Воспитание рабов строится на страхе, боли и использовании препаратов. Последний действовал, как успокаивающий наркотик, благодаря которому уже не будешь бояться. Потому что пережитый ужас навсегда отпечатывается в подсознании, словно выжженное клеймо, напоминая о том, что бывает с непослушными рабами. Когда L124 только попала в притон, первым, что ей показали, была казнь неудавшегося образца, которого вернули на ликвидацию. Его смерть не была легкой, нет, ведь тогда новые рабы, среди которых была девушка, не усвоили бы урок. Его пытали, долго и методично, позволяя перепуганным людям слушать крики и мольбы о пощаде. А потом, когда жертва была уже на грани, работники лаборатории провели операцию по выемке органов – даже тут они имели свою выгоду, ведь черный рынок всегда нуждался в подобном товаре. Тогда у девушки внутри что-то сломалась. Она помнила, что ей было очень плохо – тошнило, и в голове словно просыпали чан с раскаленными углями. Хотелось забыть все произошедшее, забиться в угол, превратиться в незаметное ничто. Действие препарата тогда стало спасением для десятка обожженных жестокостью смерти разумов, они принимали инъекции с готовностью, не замечая, как наркотик все сильнее смешивается с кровью, впитывается в клетки, вызывая болезненную зависимость.

Никто из них не желал чувствовать боль. Поэтому никто не противился инъекциям.

L124 моргнула, прогоняя прочь вереницу образов, пронесшуюся перед глазами. Ей не было нужды вспоминать это. И отвечать тоже, но она почему-то сделала это.

– Я знаю, сэр, – голос прозвучал негромко, а когда рабыня осознала сделанное, то уже вжимала голову в плечи, ожидая наказания. Которого так и не последовало.
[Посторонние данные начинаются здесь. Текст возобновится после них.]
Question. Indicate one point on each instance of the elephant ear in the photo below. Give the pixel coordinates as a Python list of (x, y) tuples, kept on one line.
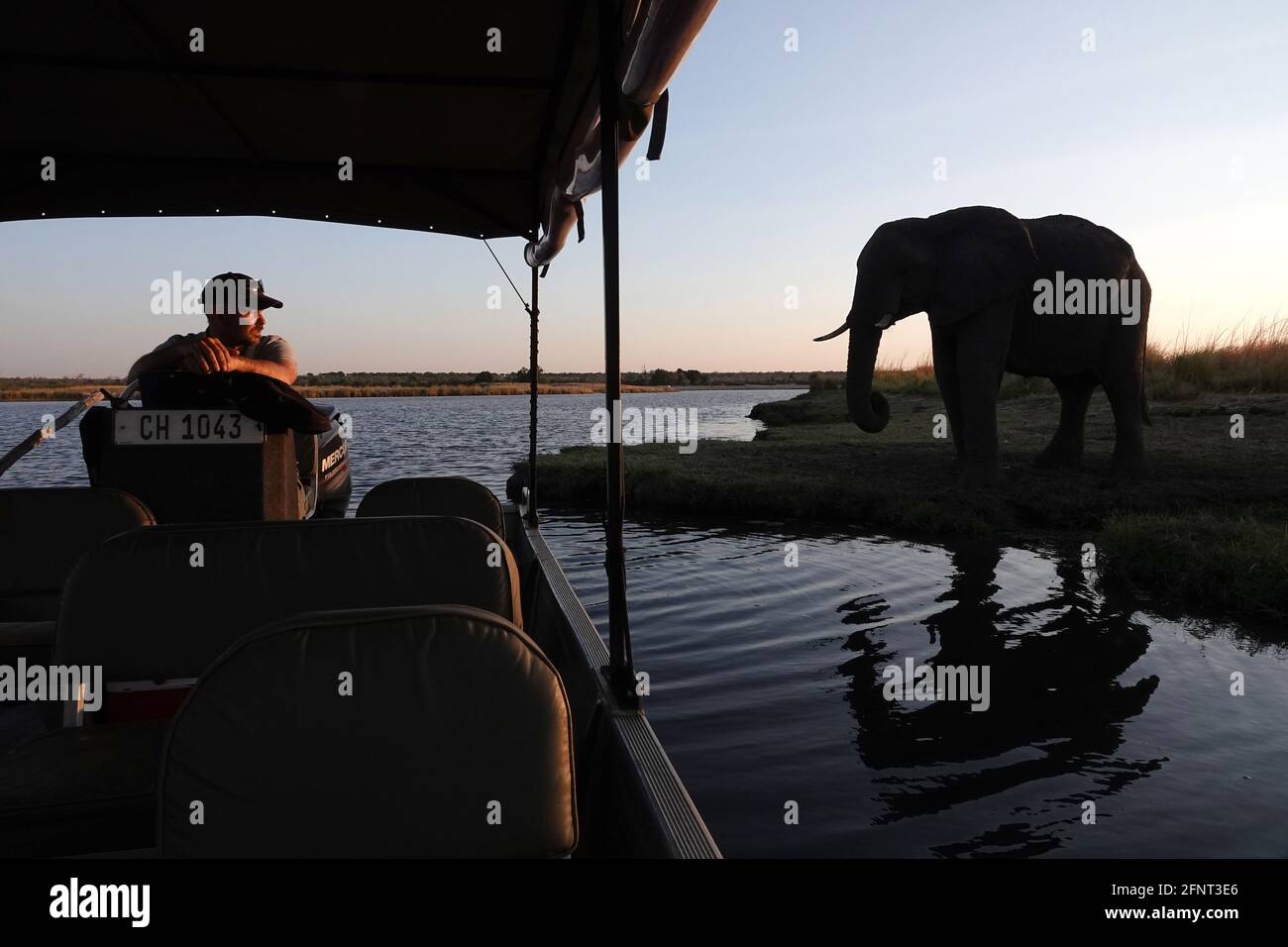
[(983, 260)]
«Ведь он сказал, что он мне не хозяин и не рабовладелец. Но кто он тогда? Как мне себя с ним вести? Что будет допустимым, а что – нет? »– она все думала и думала, бросая на Гудвилла косые взгляды, но прийти к какому-то решению не могла. Этот человек не вязался в рамки её системы, он ломал установленные шаблоны поведения, отчего L124 не могла прогнозировать его реакцию. Это… напрягало.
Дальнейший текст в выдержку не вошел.